# Israeli Krav Maga - Clinching



## TMA17 (Oct 5, 2018)

Thoughts?

ISRAELI KRAV MAGA: CLINCHING


----------



## drop bear (Oct 5, 2018)

This might work.
A video of a mate of mine getting clinch schooled.

Log In or Sign Up to View


----------



## Tony Dismukes (Oct 5, 2018)

Hard to tell for sure how much the author understands from just still pictures.

The first sequence shows what Muay Thai calls the "plum" position. It's an excellent dominant clinch position, but it's not something static. You have to know how to get to the position, how to maintain it against various counters, how to use it to manipulate the opponent's balance and structure, how and when to transition to different grips, and so on.
The second sequence is ... iffy. If the opponent knows what he's doing from that starting place then you are probably going to lose that positional battle.
The last sequence doesn't show what it purports to. The caption refers to the rear clinch (which can be an excellent dominant position). What it actually shows is a takedown from the side. There are a couple of details that don't look right to me and some additional important details that I can't tell if he's doing correctly due to the still photos and the camera angle.
In my opinion clinch fighting is one of the most important and yet widely neglected areas of martial arts study.


----------



## marques (Oct 5, 2018)

TMA17 said:


> Thoughts?
> 
> ISRAELI KRAV MAGA: CLINCHING



For the first, or you’re much stronger than him or you need the hands on the top his head (not neck) and the elbows on his chest, for leverage. This way, you can ‘break’ almost anyone. Otherwise... go to the gym until you look like Brook Lesnar. At least he got one hand over the other (and not fingers interlaced).
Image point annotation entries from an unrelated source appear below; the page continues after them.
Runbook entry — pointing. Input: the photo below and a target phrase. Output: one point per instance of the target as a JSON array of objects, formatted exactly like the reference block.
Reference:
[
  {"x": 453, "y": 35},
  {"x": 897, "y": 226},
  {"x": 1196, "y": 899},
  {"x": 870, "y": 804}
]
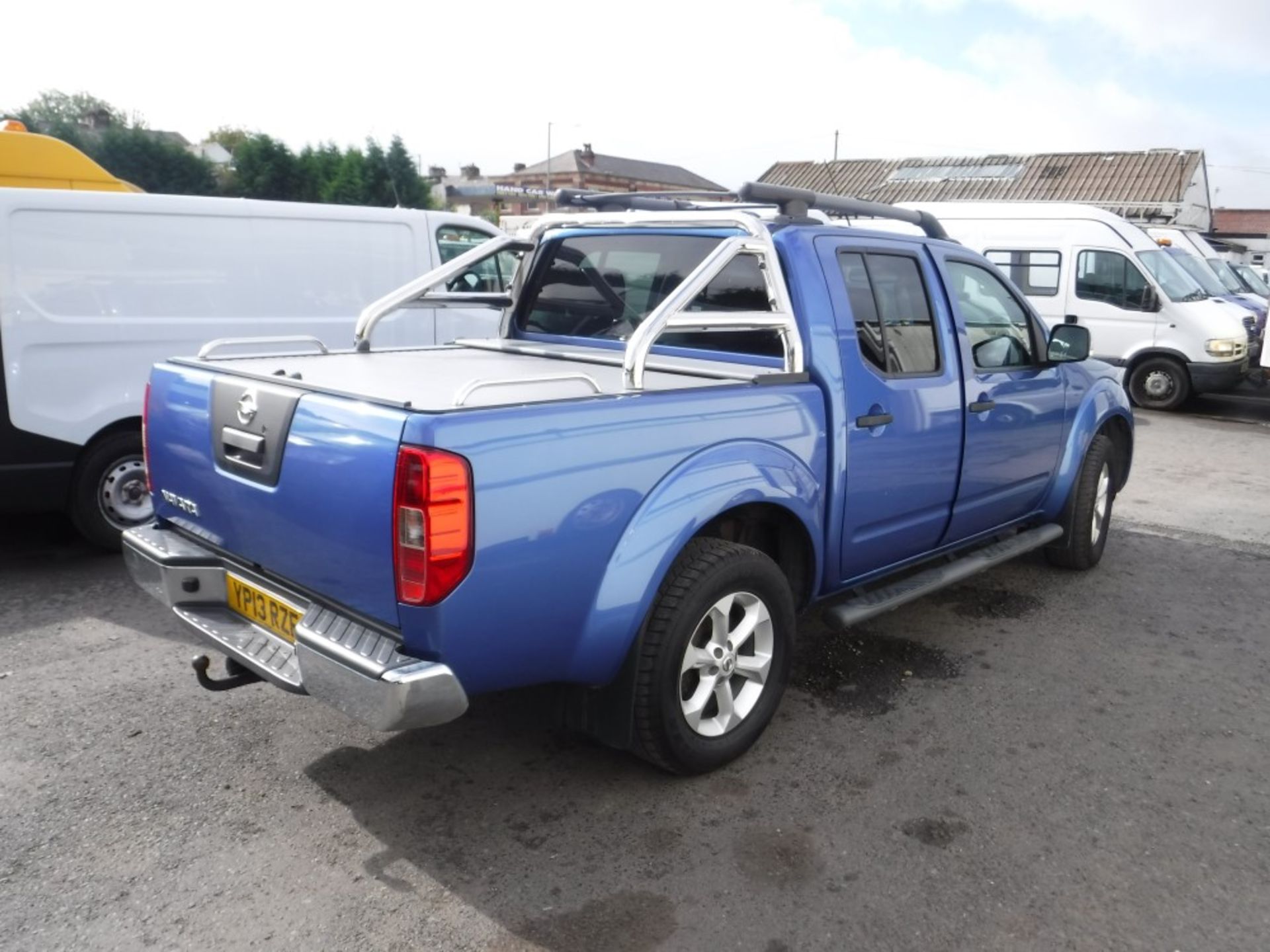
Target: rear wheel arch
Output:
[{"x": 778, "y": 534}]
Beginners teaching. We’re does it go in a few iterations? 

Or it is just bad pictures. I prefer to believe this.


----------



## Headhunter (Oct 5, 2018)

Personally I've never seen any of that in my Krav Maga. Not that that means anything but just saying


----------



## TMA17 (Oct 5, 2018)

Tony I thought so too even as someone that doesn’t know much.  That rear body clinch to what looks like a body slam would seem difficult to pull off.  I’m inclined to think a Judo/BJJ hip toss would be preferable.
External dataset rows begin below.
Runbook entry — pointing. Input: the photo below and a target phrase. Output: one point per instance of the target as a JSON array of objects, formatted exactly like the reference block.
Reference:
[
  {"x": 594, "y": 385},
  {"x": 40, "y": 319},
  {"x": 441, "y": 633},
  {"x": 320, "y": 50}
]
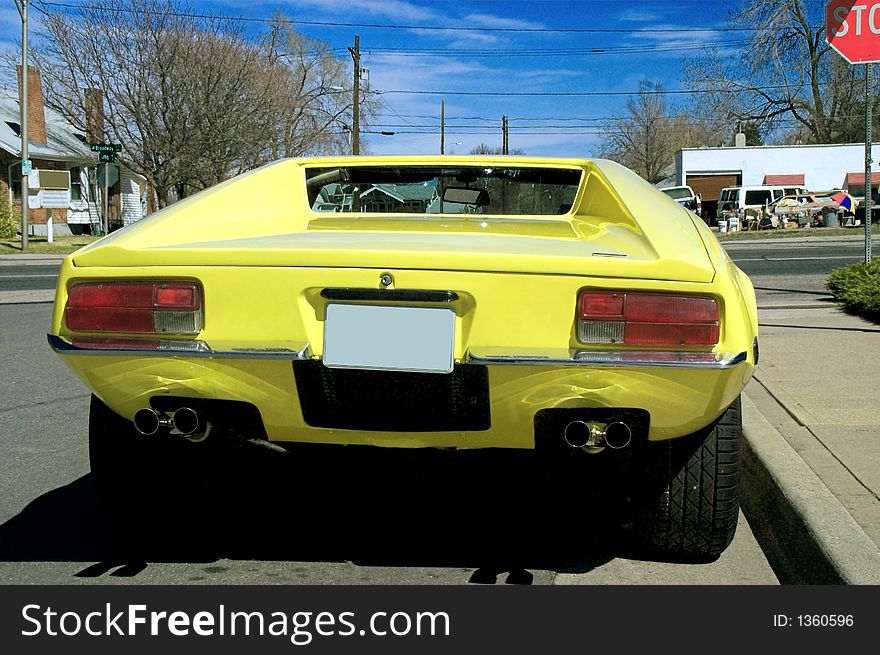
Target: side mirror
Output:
[{"x": 466, "y": 196}]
I like David Kahn’s Krav though.  Based on Gidon System.


----------



## Prostar (May 29, 2019)

My son was used in a demonstration of a clinching technique in a Krav Maga class.  The instructor pinched off the arteries in my son's neck and proceeded to drag him around the room by the neck.

The upshot?  Stroke.  My son survived but he will never participate in a martial arts class, skiing, or any other rigorous activity for the rest of his life.
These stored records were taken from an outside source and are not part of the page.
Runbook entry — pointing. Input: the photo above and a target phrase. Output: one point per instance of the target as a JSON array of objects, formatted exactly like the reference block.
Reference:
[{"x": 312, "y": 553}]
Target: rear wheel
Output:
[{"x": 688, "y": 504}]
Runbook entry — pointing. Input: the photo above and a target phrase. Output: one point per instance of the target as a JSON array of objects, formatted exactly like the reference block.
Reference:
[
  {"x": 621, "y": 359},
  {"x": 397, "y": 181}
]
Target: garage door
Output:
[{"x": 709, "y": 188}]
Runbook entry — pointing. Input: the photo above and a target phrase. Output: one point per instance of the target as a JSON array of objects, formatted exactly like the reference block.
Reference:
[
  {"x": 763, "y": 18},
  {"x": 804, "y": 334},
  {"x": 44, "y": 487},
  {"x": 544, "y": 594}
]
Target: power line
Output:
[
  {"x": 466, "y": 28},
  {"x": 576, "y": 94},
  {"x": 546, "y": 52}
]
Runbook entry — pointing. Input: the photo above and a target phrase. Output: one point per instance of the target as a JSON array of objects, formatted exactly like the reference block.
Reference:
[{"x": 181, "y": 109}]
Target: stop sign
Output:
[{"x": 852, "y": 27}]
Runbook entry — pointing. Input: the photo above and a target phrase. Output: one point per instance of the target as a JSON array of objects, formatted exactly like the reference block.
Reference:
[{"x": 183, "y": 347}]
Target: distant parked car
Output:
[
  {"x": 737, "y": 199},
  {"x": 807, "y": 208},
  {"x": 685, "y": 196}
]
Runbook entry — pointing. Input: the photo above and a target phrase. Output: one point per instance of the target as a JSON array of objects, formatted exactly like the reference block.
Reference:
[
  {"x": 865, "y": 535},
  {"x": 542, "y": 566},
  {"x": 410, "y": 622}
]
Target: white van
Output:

The club owner has since sold the business and moved to Europe.

There will be on way to get compensation for his injury.  All that is left is to say...BE CAREFUL!


----------



## quasar44 (Jan 2, 2020)

TMA17 said:


> Thoughts?
> 
> ISRAELI KRAV MAGA: CLINCHING



no
Krav has little clinching
It’s about palm strikes , hammer fists , groin kicks and defense against stand up holds and chokes . It has a few knife hand and ridge hand too
 The striking is updated karate and some boxing and the grappling is weak

The MT on back of head is for knees but clinch is a game Is best for take downs and wrestling 

Krav has basic weapon defense 
It has good hand strikes but weak in kicks


----------



## quasar44 (Jan 2, 2020)

Krav is a great starter system


----------



## drop bear (Jan 2, 2020)

By the way if you want to streetafy your clinching. Look at things like collar tie and wrist control. That way they are less able to pull a weapon out of their pocket and shank you.


----------